Enhancing Graphical Lasso: A Robust Scheme for Non-Stationary Mean Data
Samuel Rey, Ernesto Curbelo, Luca Martino, Fernando Llorente, Antonio G. Marques
TL;DR
The paper tackles graph topology inference for Gaussian Graphical Models when the observed mean is time-varying, exposing bias in standard Graphical Lasso (GL) under a nonzero, evolving mean. It introduces GL-ATAIS, an alternating Bayesian–frequentist framework that uses Adaptive Importance Sampling to estimate a time-varying mean $\mathbf f_r(\boldsymbol{\phi})$ via $\boldsymbol{\phi}$ and then applies GL to the centered data to estimate the sparse precision matrix $\boldsymbol{\Theta}$. The approach iteratively refines both estimates, enabling uncertainty quantification for the mean parameters and yielding substantially improved graph recovery compared to standard GL and to ATAIS alone.
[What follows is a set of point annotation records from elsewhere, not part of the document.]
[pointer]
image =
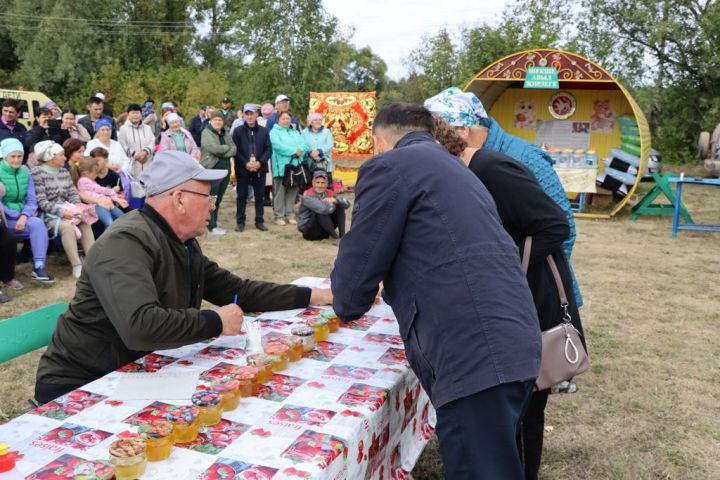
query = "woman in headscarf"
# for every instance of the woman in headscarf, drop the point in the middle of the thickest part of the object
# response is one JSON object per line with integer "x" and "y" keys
{"x": 465, "y": 112}
{"x": 525, "y": 211}
{"x": 20, "y": 208}
{"x": 56, "y": 194}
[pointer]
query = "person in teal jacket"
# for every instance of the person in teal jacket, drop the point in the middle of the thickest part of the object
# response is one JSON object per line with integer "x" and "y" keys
{"x": 288, "y": 148}
{"x": 320, "y": 142}
{"x": 465, "y": 111}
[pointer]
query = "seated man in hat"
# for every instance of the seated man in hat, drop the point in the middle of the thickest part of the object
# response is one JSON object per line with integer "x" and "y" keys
{"x": 322, "y": 214}
{"x": 143, "y": 283}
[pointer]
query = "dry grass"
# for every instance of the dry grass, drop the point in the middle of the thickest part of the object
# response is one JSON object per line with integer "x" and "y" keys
{"x": 648, "y": 409}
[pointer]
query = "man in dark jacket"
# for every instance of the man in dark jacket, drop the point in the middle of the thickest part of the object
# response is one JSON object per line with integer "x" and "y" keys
{"x": 144, "y": 280}
{"x": 428, "y": 229}
{"x": 95, "y": 108}
{"x": 253, "y": 153}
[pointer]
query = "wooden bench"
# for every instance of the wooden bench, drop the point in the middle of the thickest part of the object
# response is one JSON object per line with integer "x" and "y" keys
{"x": 29, "y": 331}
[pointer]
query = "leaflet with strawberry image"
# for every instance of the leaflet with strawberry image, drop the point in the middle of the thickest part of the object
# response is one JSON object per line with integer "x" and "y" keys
{"x": 348, "y": 372}
{"x": 67, "y": 467}
{"x": 393, "y": 356}
{"x": 229, "y": 469}
{"x": 295, "y": 416}
{"x": 154, "y": 411}
{"x": 75, "y": 436}
{"x": 214, "y": 439}
{"x": 69, "y": 404}
{"x": 362, "y": 394}
{"x": 315, "y": 447}
{"x": 384, "y": 339}
{"x": 279, "y": 387}
{"x": 325, "y": 351}
{"x": 151, "y": 362}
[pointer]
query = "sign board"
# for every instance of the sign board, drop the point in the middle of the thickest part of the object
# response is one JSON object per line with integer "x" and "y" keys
{"x": 541, "y": 77}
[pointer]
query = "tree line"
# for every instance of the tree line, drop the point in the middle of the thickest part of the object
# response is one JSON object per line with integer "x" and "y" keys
{"x": 197, "y": 51}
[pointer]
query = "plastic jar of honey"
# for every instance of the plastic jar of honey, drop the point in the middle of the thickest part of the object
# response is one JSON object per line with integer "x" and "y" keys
{"x": 159, "y": 439}
{"x": 209, "y": 405}
{"x": 263, "y": 363}
{"x": 306, "y": 336}
{"x": 229, "y": 390}
{"x": 186, "y": 424}
{"x": 279, "y": 352}
{"x": 128, "y": 457}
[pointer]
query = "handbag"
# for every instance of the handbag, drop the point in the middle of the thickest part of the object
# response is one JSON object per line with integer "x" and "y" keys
{"x": 563, "y": 355}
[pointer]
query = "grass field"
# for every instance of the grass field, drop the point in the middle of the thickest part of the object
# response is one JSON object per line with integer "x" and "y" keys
{"x": 649, "y": 407}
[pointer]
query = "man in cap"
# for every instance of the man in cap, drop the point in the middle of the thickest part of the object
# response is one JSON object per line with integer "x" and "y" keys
{"x": 143, "y": 282}
{"x": 251, "y": 165}
{"x": 322, "y": 214}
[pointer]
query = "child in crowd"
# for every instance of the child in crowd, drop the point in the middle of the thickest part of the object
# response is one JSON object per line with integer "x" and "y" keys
{"x": 84, "y": 172}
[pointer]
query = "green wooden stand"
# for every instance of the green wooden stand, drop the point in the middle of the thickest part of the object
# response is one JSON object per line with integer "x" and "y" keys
{"x": 662, "y": 186}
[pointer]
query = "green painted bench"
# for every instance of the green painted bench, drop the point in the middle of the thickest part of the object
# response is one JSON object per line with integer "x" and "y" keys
{"x": 29, "y": 331}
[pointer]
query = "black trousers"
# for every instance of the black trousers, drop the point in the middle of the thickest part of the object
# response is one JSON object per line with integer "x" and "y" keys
{"x": 477, "y": 433}
{"x": 530, "y": 437}
{"x": 324, "y": 226}
{"x": 8, "y": 251}
{"x": 243, "y": 185}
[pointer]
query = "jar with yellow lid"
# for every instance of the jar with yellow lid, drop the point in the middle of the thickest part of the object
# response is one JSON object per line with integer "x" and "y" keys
{"x": 321, "y": 329}
{"x": 186, "y": 424}
{"x": 158, "y": 436}
{"x": 279, "y": 352}
{"x": 306, "y": 336}
{"x": 209, "y": 405}
{"x": 263, "y": 363}
{"x": 248, "y": 379}
{"x": 128, "y": 457}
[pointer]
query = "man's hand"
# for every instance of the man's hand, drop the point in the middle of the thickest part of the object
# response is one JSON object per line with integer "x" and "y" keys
{"x": 321, "y": 296}
{"x": 232, "y": 318}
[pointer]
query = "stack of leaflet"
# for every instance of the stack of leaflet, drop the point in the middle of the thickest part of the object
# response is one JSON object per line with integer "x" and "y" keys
{"x": 621, "y": 168}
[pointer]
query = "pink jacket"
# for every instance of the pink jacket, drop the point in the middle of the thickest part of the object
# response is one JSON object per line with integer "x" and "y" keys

Numerical results on synthetic networks show that GL-ATAIS can approach the performance of an oracle with known mean, highlighting the practical impact of accounting for non-stationary means in graph learning.
Abstract
This work addresses the problem of graph learning from data following a Gaussian Graphical Model (GGM) with a time-varying mean. Graphical Lasso (GL), the standard method for estimating sparse precision matrices, assumes that the observed data follows a zero-mean Gaussian distribution. However, this assumption is often violated in real-world scenarios where the mean evolves over time due to external influences, trends, or regime shifts. When the mean is not properly accounted for, applying GL directly can lead to estimating a biased precision matrix, hence hindering the graph learning task. To overcome this limitation, we propose Graphical Lasso with Adaptive Targeted Adaptive Importance Sampling (GL-ATAIS), an iterative method that jointly estimates the time-varying mean and the precision matrix. Our approach integrates Bayesian inference with frequentist estimation, leveraging importance sampling to obtain an estimate of the mean while using a regularized maximum likelihood estimator to infer the precision matrix. By iteratively refining both estimates, GL-ATAIS mitigates the bias introduced by time-varying means, leading to more accurate graph recovery. Our numerical evaluation demonstrates the impact of properly accounting for time-dependent means and highlights the advantages of GL-ATAIS over standard GL in recovering the true graph structure.